Alesya dolabımda pijama ve günlük kıyafetlerim olduğunu söyleyince ona ilk sorum bu olmuştu. Çünkü uzun kollu hiç bir şey yoktu. Tek bulabildiğim lacivert hırkaydı.

"Hayır, neden?"

"İnsanların vücudumda görmemeleri gereken şeyler saklıyorum çünkü." dedim utanç içinde.

"Ha yaralarından mı bahsediyorsun?" dediğinde ona döndüm.

"Sen nerden biliyorsun bunu?"

"Dün akşam Mert Bey kollarındaki yaraları sayarken, ben uyuyor numarası yapıyordum. O gittikten sonrada merak edip baktım. Çok cesurcaydı bu arada" dediğinde gözlerimi kapatıp, ellerimlede yüzümü kapattım. Bunu görmüş olamazdı. Olmamalıydı. Lanet olsun! Gerçi bana acımış gibi durmuyordu konuşmasından anladığım kadarıyla ama yinede görmemeliydi işte!

"Görmemelerini istemiyorsan neden o kadar çok yara var?" diye sordu önüme geçerken.

"Çünkü ... başka türlü sinirlerime hakim olamıyorum." dedim birden. İçimdekileri artık birine anlatmam gerekiyordu artık. Beni anlayabilecek birine. Beni deli yada ruh hastası olarak değilde sadece normal bir insan olarak görmeleri gerekiyordu. Her insanın kusurları vardı değil mi?

"Çünkü sinirini geçiren tek şey canını yakmak. Canın yandığında sinirlerinin dindiğine inanıyorsun. Bu yüzden değil mi?" Söylediklerine şok olup ne diyeceğimi bilemedim.

"Evet de sen nerden biliyorsun?" dediğimde bana yaklaşıp kısa kollu tişörtünü omuzuna kadar kıvırdı. Gördüğüm üç tane yarayla ona baktım.

"Birinden duymuştum sonra bende deneyim dedim. Sinir krizi geçirdiğim bir gün denedim. İşe yarıyordu gerçekten ama ben bunun birinin öğrenmesinden korkup bir daha yapmadım." değip kapattı omzunu.

"Ve merak etme. Burdaki insanların yaptığı o kadar psikopatça şey var ki sen yanında melek kalırsın" değip gülümsedi bana.

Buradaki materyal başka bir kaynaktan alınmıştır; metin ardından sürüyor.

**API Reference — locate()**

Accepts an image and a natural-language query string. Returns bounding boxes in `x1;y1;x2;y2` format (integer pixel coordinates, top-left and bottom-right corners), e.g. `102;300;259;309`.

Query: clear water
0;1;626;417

Öyle olabilirdi ama ben uzun zamandır kısa kolluyu dolabımda bile bulundurmayan biriydim. Kaldı ki kısa kollu bir kıyafetle insan arasında dolaşmak. Bana göre kesinlikle uygun değildi. Hemde hiç. Bu utanç vericiydi. Benim için ne kadar acımı söndürme yöntemi olarak bilinsede bunu insanlar psikopatça yada delice diye adlandırıyordu. Benim yaptığım şey aslında çok başka şeydi. Ben kendime zarar vermekten hoşlanmıyor yada zevk almıyordum. Bu yöntem sadece kızgınlığımı alıyormuş gibi hissettiriyordu.

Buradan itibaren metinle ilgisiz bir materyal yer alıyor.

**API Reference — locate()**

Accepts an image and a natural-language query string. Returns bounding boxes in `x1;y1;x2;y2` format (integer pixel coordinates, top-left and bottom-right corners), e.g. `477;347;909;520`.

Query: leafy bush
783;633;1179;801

Beni anlayan ilk kişi Alesya olmuştu hatta. Bu yüzden şaşırmıştım. Abim ilk öğrendiğinde beni ertesi gün psikoloğa götürmek olmuştu. Deniz öğrendiğinde "psikopatlaşma Esin!" diye bir tepki vermişti. Bu yüzden onlarla uzun bir süre konuşmamıştım. Bu onlara olan nefretim yüzünden değildi. Beni psikopatlıkla suçladıkları yüzündendi. Onlarla hiç bir zaman bana acıdıkları için uzak durmadım. Onlar beni "acıdan zevk alan" biri olarak tanımamaları için uzak durdum. Benim amacım kendime zarar verip bedenimden nefret ettiğimi kanıtlamak değildi. Benim amacım daha fazla sinirlenip acımı çoğaltmamak için yaptığım bir eylemdi. Onları daha fazla üzmemek için yaptığım bişeydi...

"Sana daha önce harikasın demiş miydim?"

"Evet, hatta bende kabul etmemiştim." dedim hırkamın fermuarını kapatıp kapatmamak arasında kalırken.

"Bende senin kötü biri olmadığını ve asla da olamayacağın konusunda ısrar etmiştim." dedi yapmacık gülümsemesiyle. Sonra önümden önümden yürümeye başladı. Bende arkasından yürüyordum.